Ulasan buku oleh: Hartono Rakiman, Pengasuh Rumah Baca.
Ada untungnya saya dilahirkan sebagai orang Jawa, ketika membaca buku “Makrifat Jawa,” karya Abdurrahman El ‘Ashiy (Serambi: 2011). Mungkin agak sedikit sulit bagi pembaca non Jawa untuk memahami buku ini, meskipun di sampul depan ada tulisan yang menyebutkan “Makrifat Jawa Untuk Semua.”
Pada sampul belakang buku disebutkan bahwa sebelum Islam datang, Jawa telah memiliki ajaran-ajaran kearifan yang mapan. Kehadiran Islam tidak menghapus kearifan-kearifan itu, tapi justru menyempurnakannya.
Orang Jawa sangat terbuka terhadap keyakinan dan semua agama, terutama Islam. Namun, mereka tidak mau ketika harus ”diarabkan.” Sebagaimana mereka juga menolak mati-matian saat hendak ”dibelandakan” atau ”diinggriskan.”
Melalui buku ini, sang penulis, Abdurrahaman El ’Ashiy, yang bernama asli Muhaji Fikriono, mencoba mendaratkan ajaran makrifat Jawa ini ke dalam dialog personal dengan pembaca. Menceritakan siapa Ki Ageng Suryomentaram, sang penemu rumusan ”Kawruh Begja” (ilmu bahagia). Sekaligus menceritakan siapa sang penulis sendiri pada awal sebelum mengenal karya-karya Ki Ageng Suryomentaram.
Ki Ageng Suryomentaram adalah pelatak dasar ilmu kejawen ”Kawruh Begja,” yang berhasil menyedarhanakan realitas kehidupan dengan kondisi yang dihadapai sosok manusia sehari-hari.

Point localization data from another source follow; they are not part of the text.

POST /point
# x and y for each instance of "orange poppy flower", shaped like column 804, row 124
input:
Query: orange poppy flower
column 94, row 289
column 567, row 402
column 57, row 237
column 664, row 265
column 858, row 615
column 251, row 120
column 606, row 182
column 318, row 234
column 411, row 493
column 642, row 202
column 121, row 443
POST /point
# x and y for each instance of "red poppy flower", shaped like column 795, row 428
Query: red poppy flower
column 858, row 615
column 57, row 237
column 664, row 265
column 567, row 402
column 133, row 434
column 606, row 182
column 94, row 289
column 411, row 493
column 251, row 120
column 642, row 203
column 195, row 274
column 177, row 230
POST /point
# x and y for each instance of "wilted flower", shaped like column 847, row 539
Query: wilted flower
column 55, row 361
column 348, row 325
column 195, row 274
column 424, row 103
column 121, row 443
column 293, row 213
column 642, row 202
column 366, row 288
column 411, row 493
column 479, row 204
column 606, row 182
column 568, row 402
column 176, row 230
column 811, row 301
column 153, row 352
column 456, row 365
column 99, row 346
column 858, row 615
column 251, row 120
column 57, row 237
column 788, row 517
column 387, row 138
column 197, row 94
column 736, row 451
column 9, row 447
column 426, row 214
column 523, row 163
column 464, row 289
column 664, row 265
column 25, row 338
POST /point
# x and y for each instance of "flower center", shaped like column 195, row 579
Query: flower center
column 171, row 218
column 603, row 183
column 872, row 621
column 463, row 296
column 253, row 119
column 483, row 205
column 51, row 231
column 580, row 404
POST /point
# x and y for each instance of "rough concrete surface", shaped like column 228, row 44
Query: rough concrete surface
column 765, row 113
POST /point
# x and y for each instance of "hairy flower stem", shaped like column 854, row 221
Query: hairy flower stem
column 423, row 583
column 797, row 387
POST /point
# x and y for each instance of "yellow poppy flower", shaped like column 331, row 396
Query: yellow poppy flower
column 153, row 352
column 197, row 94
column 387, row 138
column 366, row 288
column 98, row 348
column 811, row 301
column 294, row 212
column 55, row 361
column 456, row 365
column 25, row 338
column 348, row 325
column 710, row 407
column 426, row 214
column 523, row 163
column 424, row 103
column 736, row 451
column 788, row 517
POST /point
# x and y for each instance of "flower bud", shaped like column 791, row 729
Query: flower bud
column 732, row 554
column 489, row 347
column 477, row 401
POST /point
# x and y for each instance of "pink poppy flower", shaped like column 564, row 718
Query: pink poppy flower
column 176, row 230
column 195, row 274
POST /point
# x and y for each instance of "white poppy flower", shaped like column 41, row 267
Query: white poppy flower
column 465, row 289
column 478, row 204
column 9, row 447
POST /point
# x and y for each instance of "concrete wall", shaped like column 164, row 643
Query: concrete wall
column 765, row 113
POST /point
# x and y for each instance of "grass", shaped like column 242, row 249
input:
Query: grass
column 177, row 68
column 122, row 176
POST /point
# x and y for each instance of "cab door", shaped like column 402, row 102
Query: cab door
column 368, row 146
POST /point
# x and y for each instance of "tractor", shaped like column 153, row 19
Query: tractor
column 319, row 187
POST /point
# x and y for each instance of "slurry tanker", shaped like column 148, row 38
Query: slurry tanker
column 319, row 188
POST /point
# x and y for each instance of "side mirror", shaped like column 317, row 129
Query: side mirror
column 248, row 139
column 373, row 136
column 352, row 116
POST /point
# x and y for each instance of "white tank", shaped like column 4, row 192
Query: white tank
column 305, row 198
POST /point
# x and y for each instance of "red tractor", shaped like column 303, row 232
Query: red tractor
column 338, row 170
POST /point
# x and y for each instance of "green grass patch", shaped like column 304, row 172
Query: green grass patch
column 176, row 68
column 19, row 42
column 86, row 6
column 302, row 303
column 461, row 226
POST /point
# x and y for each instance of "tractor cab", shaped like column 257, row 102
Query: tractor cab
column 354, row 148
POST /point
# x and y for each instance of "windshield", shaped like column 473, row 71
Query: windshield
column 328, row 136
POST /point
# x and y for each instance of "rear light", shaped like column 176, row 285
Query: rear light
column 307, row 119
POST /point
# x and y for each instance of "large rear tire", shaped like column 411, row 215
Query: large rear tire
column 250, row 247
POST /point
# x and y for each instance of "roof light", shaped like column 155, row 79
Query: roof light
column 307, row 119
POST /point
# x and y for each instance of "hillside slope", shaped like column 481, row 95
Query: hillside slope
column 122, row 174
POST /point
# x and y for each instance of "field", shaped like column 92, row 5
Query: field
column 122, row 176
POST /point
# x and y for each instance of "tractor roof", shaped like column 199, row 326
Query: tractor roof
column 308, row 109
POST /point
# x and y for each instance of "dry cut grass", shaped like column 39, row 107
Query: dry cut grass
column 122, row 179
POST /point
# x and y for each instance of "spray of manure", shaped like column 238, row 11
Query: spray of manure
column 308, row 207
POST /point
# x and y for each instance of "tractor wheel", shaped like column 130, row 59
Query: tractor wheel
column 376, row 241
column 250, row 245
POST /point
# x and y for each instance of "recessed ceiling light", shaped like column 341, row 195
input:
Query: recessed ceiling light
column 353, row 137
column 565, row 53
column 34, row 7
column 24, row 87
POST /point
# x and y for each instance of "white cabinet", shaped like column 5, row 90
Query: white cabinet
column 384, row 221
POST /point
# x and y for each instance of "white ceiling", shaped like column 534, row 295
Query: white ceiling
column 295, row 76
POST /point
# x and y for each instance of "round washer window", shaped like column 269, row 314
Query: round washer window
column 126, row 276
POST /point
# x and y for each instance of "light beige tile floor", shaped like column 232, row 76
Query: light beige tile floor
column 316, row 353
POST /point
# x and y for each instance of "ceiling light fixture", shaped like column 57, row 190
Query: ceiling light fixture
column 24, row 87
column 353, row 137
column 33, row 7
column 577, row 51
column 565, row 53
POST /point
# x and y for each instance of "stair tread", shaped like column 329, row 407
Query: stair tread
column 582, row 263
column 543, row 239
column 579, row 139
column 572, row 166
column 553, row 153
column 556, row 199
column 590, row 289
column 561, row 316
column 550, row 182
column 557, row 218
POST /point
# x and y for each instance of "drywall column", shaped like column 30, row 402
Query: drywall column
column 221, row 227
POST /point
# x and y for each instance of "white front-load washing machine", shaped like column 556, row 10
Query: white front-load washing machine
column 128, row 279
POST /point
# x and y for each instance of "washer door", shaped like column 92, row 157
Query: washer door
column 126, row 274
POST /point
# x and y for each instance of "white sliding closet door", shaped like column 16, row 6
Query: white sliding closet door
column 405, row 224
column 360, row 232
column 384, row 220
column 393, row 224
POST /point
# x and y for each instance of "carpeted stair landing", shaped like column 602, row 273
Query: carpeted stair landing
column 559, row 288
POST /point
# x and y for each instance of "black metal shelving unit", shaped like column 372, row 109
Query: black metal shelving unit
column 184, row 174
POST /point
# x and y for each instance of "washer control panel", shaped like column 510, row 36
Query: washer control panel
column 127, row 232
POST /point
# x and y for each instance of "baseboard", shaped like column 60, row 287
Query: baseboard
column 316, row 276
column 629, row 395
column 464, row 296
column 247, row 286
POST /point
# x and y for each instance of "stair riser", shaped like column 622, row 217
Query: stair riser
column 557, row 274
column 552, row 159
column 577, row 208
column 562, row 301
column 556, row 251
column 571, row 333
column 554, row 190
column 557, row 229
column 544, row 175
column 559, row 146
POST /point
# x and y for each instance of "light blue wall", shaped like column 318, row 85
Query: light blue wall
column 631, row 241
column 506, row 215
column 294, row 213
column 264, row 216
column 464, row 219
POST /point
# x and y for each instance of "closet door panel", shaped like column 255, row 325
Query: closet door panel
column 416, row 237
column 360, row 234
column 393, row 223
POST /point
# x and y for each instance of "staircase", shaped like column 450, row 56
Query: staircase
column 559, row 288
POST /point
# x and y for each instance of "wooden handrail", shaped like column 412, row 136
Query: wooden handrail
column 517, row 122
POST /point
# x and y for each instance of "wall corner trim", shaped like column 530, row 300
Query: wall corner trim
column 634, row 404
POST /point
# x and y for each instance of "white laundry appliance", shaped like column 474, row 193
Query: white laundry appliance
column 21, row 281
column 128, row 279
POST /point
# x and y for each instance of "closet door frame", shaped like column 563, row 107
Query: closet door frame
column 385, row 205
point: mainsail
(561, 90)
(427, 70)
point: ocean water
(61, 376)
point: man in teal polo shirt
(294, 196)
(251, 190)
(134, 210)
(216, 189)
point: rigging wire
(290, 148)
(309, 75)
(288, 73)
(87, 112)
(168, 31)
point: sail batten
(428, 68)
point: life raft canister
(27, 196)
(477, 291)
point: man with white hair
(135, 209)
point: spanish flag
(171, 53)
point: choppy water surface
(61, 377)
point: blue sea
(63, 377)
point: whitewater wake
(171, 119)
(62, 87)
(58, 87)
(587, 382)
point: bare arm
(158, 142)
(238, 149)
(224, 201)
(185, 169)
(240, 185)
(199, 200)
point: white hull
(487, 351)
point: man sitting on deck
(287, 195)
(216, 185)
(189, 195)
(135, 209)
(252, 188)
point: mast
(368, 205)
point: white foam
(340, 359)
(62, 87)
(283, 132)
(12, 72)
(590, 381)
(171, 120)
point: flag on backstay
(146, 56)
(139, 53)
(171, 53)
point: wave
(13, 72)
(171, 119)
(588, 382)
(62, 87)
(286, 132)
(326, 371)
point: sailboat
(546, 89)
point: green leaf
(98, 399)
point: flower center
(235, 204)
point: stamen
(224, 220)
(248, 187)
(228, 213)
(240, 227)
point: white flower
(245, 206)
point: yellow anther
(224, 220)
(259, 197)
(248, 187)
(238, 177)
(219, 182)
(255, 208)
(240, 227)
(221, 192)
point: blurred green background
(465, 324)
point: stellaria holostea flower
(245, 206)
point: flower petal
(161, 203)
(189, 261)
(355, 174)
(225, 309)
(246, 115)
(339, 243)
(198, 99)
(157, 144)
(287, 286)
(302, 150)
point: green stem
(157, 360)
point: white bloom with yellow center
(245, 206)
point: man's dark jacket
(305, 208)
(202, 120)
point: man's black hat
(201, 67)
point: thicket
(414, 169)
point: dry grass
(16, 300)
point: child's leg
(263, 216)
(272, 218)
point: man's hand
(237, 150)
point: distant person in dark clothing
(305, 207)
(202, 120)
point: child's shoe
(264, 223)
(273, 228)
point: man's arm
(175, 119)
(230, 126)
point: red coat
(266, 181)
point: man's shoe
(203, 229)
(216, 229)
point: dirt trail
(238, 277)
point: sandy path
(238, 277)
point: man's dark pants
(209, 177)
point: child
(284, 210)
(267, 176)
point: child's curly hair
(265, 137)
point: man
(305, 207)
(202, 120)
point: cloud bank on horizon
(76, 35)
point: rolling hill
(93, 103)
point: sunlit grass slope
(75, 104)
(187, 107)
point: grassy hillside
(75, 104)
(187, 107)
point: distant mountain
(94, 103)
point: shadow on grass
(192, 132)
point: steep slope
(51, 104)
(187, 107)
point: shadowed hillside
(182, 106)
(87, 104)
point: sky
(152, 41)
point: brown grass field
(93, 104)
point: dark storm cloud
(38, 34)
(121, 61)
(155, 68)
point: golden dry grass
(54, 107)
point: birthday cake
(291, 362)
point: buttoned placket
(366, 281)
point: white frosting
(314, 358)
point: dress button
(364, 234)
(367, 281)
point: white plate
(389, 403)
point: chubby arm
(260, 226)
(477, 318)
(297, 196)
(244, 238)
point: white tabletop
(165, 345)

Dia adalah B.R.M. Kudiarmadji, sebagai putra ke-55 dari 79 putra-putri Sultan Hamengku Buwono VII. Konsepnya adalah ”saiki, ngene, neng kene” (sekarang, seperti ini, di sini).
Menurut Ki Ageng Suryomentaram, tak perlulah otak manusia dijejali dengan pemikiran atau kawruh yang berada di luar pengetahuan atau pengalaman manusia sehari-hari. Konsep ini lebih berifat personal, refleksi ke dalam diri setiap manusia.
Jalan pikiran Ki Ageng Suryomentaram mirip dengan Krisnamurti (self knowldge: pengetahuan tentang diri sendiri), Zarathustra (Tat Tvam Asi: itulah engkau), atau Sokrates (Gnothi Seauton: kenalilah dirimu). Dalam khasanah Islam juga ada, seperti disampaikan oleh Ali bin Abu Thalib (Man ‘arafa nafsahu faqad ‘arafa Rabbahu: orang yang memahami dirinya otomatis makrifat kepada Tuhannya).
Menjelaskan sesuatu di luar akal manusia, menurut Ki Ageng adalah cara berfikir manusia yang sok tahu, padahal tidak tahu. Seperti yang telah ada selama ini, dengan lahirnya ilmu-ilmu filsafat yang mencoba mengupas fenomea di luar akal, metafisika, asal dan akhir dunia. Padahal mengakui atau menyadari bahwa tidak tahu itu sebenarnya adalah inti dari ilmu “Kawruh Bagja” itu.
Tahu itu ada batasnya. Di luar itu adalah tidak tahu.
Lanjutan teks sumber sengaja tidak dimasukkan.